It is the first virtual print fee (VPF) funded rollout in the Netherlands but the move may prove more significant for other reasons.
- AAM will hope it represents a significant breakthrough in a stalled D-cinema conversion programme in Europe.
- It offers a vote of confidence in the potential for VPF deals for independents after a period when there has been a big debate about whether smaller theatres could afford to make the change.
- And it also suggests that 3D can be a commercial driver for change.
Technicians are already pushing hard to meet a February 11th deadline so thatABC screens will be ready for the release of Disney's 3D Bolt.
ABC then plans to follow that up with a flurry of 3D specials such as Monsters vs. Aliens (Dreamworks/Paramount), Up (Pixar/Disney), Ice Age 3 (Twentieth Century Fox), Planet 51 (Sony Pictures), Toy Story 3D (Pixar/Disney) and James Cameron's Avatar (Twentieth Century Fox).
The group will be banking that the Digital 3D screens will generate higher box office than standard screens, but the technology will offer greater flexibility too, as the deal covers the installation of a professional satellite network for the transmission of live events and encrypted content.
Not only does this represent another step toward critical mass for digital, it presents very immediate evidence that the indies believe the VPF business model can work in their favour and deliver a competitive advantage as well as flexible programming.
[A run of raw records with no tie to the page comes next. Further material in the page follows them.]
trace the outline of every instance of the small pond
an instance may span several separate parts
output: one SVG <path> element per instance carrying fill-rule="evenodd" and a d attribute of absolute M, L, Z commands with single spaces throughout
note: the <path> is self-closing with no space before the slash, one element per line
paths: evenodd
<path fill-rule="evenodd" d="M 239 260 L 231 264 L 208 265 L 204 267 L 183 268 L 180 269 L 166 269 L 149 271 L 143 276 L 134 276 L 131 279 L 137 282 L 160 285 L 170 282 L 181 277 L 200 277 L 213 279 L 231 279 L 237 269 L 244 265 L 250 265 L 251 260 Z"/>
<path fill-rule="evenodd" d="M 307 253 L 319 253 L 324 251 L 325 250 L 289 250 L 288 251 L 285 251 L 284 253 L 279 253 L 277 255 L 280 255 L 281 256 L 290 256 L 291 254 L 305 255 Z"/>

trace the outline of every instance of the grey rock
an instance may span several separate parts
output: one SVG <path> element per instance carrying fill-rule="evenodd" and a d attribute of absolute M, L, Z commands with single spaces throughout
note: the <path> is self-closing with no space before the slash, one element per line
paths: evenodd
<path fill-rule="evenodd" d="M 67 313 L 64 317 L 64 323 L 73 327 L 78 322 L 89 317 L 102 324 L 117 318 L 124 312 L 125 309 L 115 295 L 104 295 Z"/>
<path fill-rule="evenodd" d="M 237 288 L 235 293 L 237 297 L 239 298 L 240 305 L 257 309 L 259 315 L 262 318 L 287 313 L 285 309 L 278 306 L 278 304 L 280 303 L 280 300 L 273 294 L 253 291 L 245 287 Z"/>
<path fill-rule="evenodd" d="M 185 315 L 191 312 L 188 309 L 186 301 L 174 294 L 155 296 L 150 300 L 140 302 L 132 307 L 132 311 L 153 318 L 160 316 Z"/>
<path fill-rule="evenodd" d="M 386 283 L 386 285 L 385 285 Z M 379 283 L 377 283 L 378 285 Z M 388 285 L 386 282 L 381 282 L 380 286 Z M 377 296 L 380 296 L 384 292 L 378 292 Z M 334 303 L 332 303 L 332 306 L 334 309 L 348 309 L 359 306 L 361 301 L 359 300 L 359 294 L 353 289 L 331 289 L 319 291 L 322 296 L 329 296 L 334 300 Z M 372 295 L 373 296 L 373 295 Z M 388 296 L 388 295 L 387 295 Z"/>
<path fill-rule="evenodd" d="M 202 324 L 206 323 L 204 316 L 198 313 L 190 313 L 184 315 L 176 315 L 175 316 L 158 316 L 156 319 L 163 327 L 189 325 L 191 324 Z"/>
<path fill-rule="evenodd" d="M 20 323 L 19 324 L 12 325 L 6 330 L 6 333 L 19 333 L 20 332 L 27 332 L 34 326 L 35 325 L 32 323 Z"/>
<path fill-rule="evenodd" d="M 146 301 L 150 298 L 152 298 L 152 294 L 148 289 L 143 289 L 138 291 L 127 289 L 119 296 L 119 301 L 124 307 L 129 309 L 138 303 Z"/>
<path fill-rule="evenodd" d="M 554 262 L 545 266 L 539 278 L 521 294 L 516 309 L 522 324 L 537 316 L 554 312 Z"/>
ABC has a 10% share of the Dutch market and as the owner, Paul Visser, explained, 'We see clearly what the future of cinema is going to be - digital, 3D and live events. AAM is the best partner to make that happen and enable us to be the first widespread movers in the Netherlands.'
As previously reported in ScreenDaily AAM argues that 'no cinema is too small and no country too remote' for VPF and AAM's CEO, Howard Kiedaisch, certainly believes that 68 screens is certainly another key milestone in the journey toward mass market coverage.
As Kiedaisch said, 'It's exciting to show that VPF can work for the small guys as well as the big guys. It's an aggressive step forward for Dutch independents and ABC will be ahead of everyone in the Netherlands. Their competitive advantage starts now with greater flexibility and the ability to show 3D and alternative content. We are now looking to piece together the same type of deal in our home market in the UK and other European territories. It can work, come one, come all, I say.'
Under the conditions of the agreement, AAM will create a fully integrated DCI-compliant digital cinema and satellite network within the ABC group of cinemas.
To date, AAM has installed 420 digital cinema screens in Europe across the UK, France, Spain and Norway.
The company is currently completing the 400-screen rollout in France's Circuit George Raymond (CGR Cinemas).
AAM was the first digital cinema provider in Europe to sign VPF-based deployment agreements with studios and exhibitors.